What the government released

This file contains correspondence relating to Project Blue Book, a 1952-1969 U.S. Air Force program to investigate the nature and origin of unidentified flying objects (UFO). The correspondence includes letters and memoranda sent between various departments and agencies of the U.S. Government, the Legislative Branch, and private citizens concerning UFO sightings and the research and findings of Project Blue Book.

Why the mail matters

There is a temptation to regard correspondence as the dull residue of a serious operation, the packing material around the real cargo. In Blue Book’s case, the correspondence very nearly was the operation. The program was small, thinly staffed, and chronically outmatched by the public interest directed at it. Letters arrived from farmers and airline pilots, from schoolteachers and cranks, from congressmen forwarding the grievances of constituents who felt they had been fobbed off. Each required a reply, and the replies were drafted with an eye not only to the sighting but to the institution’s composure. A file like this one documents what no case report can: the daily texture of an inquiry that spent much of its energy managing the people asking the questions.

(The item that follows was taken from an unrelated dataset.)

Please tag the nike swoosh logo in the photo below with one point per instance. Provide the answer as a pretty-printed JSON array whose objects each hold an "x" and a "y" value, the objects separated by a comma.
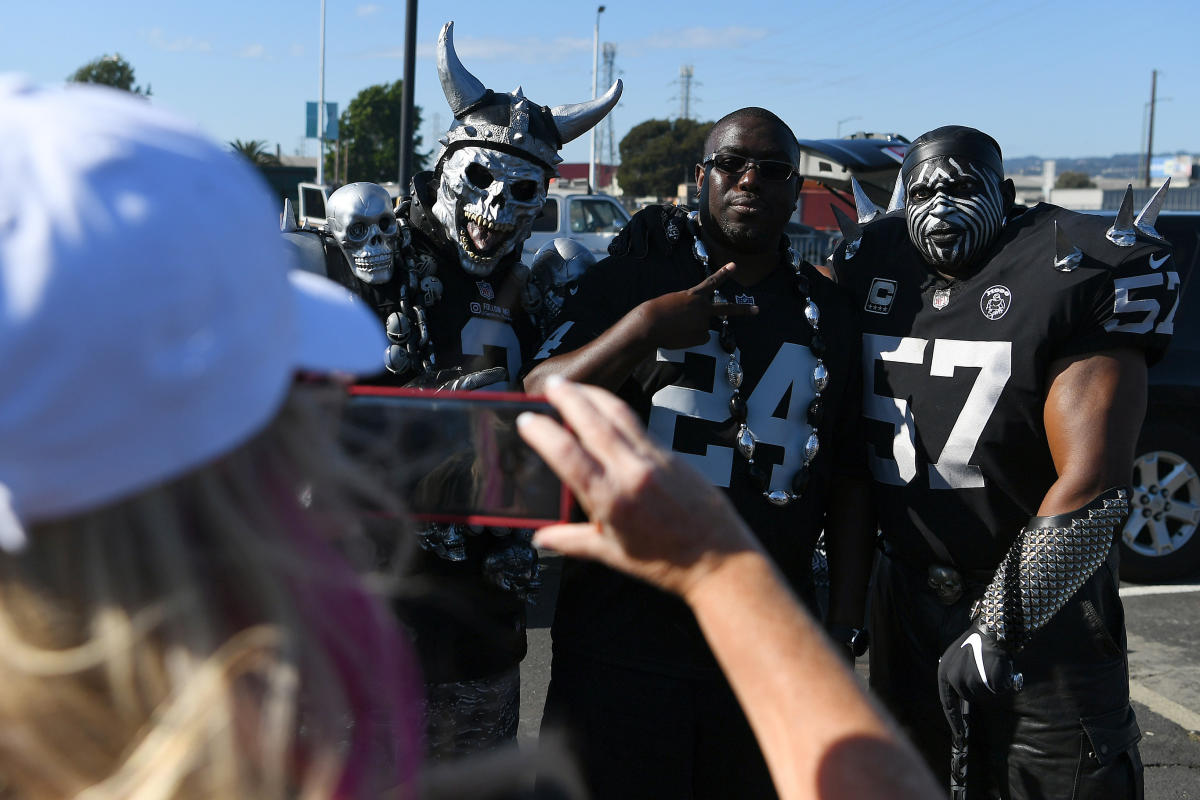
[{"x": 976, "y": 643}]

That texture cuts in two directions at once, and the honest reader should let it. On the deflationary side, the mail is a corrective to the idea of a vast, resourced, secret machine — the reality on these pages is a modest office with a typewriter and a backlog. On the other side, 1955 was precisely the year the Air Force publicly released Project Blue Book Special Report No. 14, the statistical analysis prepared by the Battelle Memorial Institute, which sorted several thousand sightings and found that a meaningful fraction — roughly a fifth of the analysed cases, by the study’s own tabulation — resisted identification. The Air Force’s public framing emphasised how little of substance remained. Critics, then and since, have pointed to that fifth. Both readings can be argued from the same document, and the gap between them is very close to the thing Blue Book’s correspondents kept writing in about.

Status of the case

This is an archival document, and it should be read as one. Correspondence records what officials, legislators, and private citizens were willing to commit to paper in 1955 — the questions they asked and the answers they were given — not what was true in the sky above them. Nothing in a mailbag is evidence of a craft. The mid-century investigations worked from witness testimony, sparse instrumentation, and the strategic anxieties of the early Cold War, and the great majority of the sightings they catalogued were eventually attributed to aircraft, balloons, astronomical objects, and misidentification. What the file preserves is the residue of official uncertainty that the public tone was designed to smooth over, alongside abundant evidence of how mundane most of the work actually was. The All-domain Anomaly Resolution Office has made no modern determination about the incidents described here, and the document’s release is not an endorsement of the conclusions inside it. Its value is as evidence of how the United States government investigated the question, and of what it chose to keep.